On Wed, 15 Sep 1999, Greg Owen wrote:
> Xerox, and some other sites I've seen, use MX records to make mail
> routing administration easier. The mail store machine is the top priority,
> but only Xerox machines can reach it.
Well, then they've screwed up or they're lazy. If only Xerox machines can
reach it, only Xerox machines should see the MX -- certainly only Xerox
machines should see a TCP connect complete. They need a split DNS. Xerox
is a tech company. I work for a media/entertainment company which has had
split DNS for about 8 years. You'd think Xerox could figure it out.
> All internet hosts fail to reach it and must back off to the
> Internet-accessible corporate mail relays. By controlling this via DNS,
> control over mail delivery is in the hands of the individual
> organization rather than having a central mail authority need to know
> about every server in the company.
Cough. *BALONEY* Cough.
You can delegate subdomains, have multiple top domains, and delegate
portions of the internal DNS to other internal DNS authorities.
> It's arguably unfriendly and arguably stupid, but I've never seen an
> argument that claimed it wasn't legal. Two other sites which seem to be
> doing it are snet.net and viewlogic.com.

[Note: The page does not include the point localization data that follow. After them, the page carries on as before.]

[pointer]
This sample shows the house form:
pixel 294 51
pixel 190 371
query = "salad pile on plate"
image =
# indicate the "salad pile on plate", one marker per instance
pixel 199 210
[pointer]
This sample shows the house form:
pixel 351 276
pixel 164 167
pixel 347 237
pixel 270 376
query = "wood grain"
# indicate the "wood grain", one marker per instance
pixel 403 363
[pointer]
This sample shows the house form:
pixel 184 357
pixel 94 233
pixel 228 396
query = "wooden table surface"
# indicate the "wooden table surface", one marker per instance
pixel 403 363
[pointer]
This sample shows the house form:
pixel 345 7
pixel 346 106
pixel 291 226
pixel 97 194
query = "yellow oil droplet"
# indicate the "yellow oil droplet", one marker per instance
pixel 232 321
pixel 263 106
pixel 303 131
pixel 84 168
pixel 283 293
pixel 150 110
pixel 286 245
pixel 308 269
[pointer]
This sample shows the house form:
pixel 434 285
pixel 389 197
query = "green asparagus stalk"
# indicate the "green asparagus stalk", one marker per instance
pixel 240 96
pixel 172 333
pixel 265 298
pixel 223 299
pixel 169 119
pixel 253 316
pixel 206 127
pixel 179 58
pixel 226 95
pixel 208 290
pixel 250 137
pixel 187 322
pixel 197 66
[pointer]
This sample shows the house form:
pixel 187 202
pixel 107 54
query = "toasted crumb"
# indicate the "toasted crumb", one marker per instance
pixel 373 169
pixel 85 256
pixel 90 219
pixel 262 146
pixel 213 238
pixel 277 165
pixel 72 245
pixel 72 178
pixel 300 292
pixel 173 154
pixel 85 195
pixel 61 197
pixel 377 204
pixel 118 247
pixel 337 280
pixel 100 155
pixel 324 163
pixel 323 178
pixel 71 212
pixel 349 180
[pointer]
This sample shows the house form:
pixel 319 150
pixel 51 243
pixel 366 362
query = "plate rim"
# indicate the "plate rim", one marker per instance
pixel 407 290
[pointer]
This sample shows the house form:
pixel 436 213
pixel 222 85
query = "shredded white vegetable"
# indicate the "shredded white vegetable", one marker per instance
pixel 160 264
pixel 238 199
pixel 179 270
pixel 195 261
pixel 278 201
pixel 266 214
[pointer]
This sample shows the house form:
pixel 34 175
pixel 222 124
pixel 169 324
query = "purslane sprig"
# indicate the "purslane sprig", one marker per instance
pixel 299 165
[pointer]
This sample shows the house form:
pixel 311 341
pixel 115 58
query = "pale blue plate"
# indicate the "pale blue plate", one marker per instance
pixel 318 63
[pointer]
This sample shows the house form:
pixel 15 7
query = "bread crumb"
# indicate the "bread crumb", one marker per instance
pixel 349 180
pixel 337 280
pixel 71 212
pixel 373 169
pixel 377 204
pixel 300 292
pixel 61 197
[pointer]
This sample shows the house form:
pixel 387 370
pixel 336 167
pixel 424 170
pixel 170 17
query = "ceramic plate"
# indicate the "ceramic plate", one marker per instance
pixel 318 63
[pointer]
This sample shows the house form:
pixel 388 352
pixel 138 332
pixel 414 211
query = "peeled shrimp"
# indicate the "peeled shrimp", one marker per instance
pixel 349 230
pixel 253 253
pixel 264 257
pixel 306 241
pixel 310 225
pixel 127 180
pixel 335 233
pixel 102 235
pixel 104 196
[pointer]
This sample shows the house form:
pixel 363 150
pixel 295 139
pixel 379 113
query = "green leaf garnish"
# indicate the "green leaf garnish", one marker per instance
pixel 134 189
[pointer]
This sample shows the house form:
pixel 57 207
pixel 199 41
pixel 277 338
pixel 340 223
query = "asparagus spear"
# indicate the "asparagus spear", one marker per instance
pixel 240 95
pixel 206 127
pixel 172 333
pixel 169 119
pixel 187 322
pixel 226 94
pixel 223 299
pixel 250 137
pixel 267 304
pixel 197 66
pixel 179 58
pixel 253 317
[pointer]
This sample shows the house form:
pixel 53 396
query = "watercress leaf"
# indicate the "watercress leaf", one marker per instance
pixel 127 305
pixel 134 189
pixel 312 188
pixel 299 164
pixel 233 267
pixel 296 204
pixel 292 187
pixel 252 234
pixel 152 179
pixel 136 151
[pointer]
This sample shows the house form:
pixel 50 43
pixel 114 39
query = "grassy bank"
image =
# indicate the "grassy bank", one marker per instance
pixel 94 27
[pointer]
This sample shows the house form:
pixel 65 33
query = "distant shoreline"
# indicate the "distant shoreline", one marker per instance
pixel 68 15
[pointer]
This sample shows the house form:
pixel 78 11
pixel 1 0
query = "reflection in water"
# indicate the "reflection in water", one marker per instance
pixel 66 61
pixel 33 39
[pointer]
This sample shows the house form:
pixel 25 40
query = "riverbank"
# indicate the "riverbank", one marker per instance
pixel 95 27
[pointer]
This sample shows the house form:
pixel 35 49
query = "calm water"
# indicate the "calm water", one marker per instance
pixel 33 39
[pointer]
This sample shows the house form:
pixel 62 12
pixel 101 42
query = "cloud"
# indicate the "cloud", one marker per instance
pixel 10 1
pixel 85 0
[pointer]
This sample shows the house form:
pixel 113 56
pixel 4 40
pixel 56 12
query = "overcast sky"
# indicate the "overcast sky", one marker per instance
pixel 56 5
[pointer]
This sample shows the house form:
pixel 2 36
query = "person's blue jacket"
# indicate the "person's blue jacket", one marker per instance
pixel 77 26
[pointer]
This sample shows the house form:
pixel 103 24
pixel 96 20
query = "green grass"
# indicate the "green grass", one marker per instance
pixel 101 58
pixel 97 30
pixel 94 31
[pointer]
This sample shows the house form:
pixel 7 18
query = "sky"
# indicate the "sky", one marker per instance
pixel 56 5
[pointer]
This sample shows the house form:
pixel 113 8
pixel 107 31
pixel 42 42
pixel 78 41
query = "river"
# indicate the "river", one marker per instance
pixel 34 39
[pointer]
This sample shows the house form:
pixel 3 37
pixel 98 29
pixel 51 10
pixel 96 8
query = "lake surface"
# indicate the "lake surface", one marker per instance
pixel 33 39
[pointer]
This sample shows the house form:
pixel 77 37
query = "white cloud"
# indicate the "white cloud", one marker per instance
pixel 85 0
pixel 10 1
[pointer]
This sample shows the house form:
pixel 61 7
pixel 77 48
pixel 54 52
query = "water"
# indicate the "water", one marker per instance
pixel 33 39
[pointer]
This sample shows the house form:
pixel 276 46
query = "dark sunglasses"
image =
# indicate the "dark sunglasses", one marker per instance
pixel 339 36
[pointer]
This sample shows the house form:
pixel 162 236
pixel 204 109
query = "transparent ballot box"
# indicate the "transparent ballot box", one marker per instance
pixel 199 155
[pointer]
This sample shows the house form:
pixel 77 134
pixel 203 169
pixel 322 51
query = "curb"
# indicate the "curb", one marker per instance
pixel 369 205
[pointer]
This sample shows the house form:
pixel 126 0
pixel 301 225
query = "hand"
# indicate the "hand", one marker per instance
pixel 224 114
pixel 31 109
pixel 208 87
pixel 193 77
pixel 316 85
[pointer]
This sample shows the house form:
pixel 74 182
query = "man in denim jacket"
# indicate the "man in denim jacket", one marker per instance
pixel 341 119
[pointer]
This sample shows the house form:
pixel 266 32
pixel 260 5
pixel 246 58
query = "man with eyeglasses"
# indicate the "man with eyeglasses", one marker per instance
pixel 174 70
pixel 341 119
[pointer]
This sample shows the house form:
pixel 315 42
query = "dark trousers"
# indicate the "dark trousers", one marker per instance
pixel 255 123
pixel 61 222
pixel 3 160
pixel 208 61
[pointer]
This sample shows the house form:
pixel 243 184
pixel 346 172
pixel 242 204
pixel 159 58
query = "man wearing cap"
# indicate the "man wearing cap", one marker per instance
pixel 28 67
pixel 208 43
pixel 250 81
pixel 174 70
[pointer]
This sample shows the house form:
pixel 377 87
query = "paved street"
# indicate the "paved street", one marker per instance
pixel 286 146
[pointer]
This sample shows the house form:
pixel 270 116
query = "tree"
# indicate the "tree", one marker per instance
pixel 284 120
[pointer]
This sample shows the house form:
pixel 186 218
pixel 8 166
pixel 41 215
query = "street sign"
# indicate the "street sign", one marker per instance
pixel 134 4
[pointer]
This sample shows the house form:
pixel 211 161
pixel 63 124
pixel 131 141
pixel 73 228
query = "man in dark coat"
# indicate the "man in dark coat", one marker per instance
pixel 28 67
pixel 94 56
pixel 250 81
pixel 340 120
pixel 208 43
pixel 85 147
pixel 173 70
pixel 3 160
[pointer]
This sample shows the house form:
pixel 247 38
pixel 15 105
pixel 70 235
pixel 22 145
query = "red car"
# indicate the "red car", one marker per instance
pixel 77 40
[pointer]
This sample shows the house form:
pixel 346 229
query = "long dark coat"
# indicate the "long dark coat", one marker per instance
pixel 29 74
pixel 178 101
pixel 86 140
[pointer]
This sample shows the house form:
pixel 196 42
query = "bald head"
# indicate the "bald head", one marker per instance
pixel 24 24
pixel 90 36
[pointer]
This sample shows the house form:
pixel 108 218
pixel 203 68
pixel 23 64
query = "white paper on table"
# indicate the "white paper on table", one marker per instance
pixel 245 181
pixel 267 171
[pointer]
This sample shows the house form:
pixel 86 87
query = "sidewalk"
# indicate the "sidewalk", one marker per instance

Hmm. What's more interesting is that a lot of the problem is Raptor (and
not proxy) specific. Gauntlet will refuse the connection, period, if the
connecting host is not allowed. Raptor, which seems to want to run its
proxies on *all* interfaces, has to use post-connect rules; that or the
admin has to use packet filtering to avoid the connect-and-drop behavior
(and most don't bother, more's the shame).
-M
Michael Brian Scher (MS683/MS3213) Anthropologist, Attorney, Policy Analyst
Mainlining Internet Connectivity for Fun and Profit
[EMAIL PROTECTED] [EMAIL PROTECTED] [EMAIL PROTECTED]
Give me a compiler and a box to run it, and I can move the mail.